Methods: This is a subanalysis of the Spanish Cardiorenal Registry, in which we enrolled 864 outpatients with heart failure and a value of urinary albumin:creatinine ratio (UACR) at the first visit.
Results: The median age was 74 years, 549 (63.5%) were male and 438 (50.7%) had a reduced left ventricular ejection fraction. A total of 350 patients (40.5%) had albuminuria. Among these patients, 386 (33.1%) had a UACR of 30-300 mg/g and 64 (7.4%) had a UACR >300 mg/g. In order of importance, the independent variables associated with higher UACR were estimated glomerular filtration rate determined by the Chronic Kidney Disease Epidemiology Collaboration equation ( R 2  = 57.6%), systolic blood pressure ( R 2  = 21.1%), previous furosemide equivalent dose (FED; R 2  = 7.5%), antigen carbohydrate 125 (CA125; R 2  = 6.1%), diabetes mellitus ( R 2  = 5.6%) and oedema ( R 2  = 1.9%). The combined influence of oedema, elevated CA125 levels and the FED accounted for 15.5% of the model's variability.
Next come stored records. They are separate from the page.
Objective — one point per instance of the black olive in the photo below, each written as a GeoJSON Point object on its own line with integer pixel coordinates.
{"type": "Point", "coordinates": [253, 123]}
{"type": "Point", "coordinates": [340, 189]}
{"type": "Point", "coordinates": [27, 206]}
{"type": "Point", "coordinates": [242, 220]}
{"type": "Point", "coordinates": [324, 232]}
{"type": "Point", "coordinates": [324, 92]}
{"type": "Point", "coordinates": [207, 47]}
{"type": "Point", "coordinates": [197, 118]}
Conclusions: In patients with chronic stable heart failure, the prevalence of albuminuria is high. The risk factors of albuminuria in this population are chronic kidney disease and hypertension. Congestion parameters are also associated with increased albuminuria.
Competing Interests: M.J.S. and J.N. are members of the CKJ editorial board.
(© The Author(s) 2024. Published by Oxford University Press on behalf of the ERA.)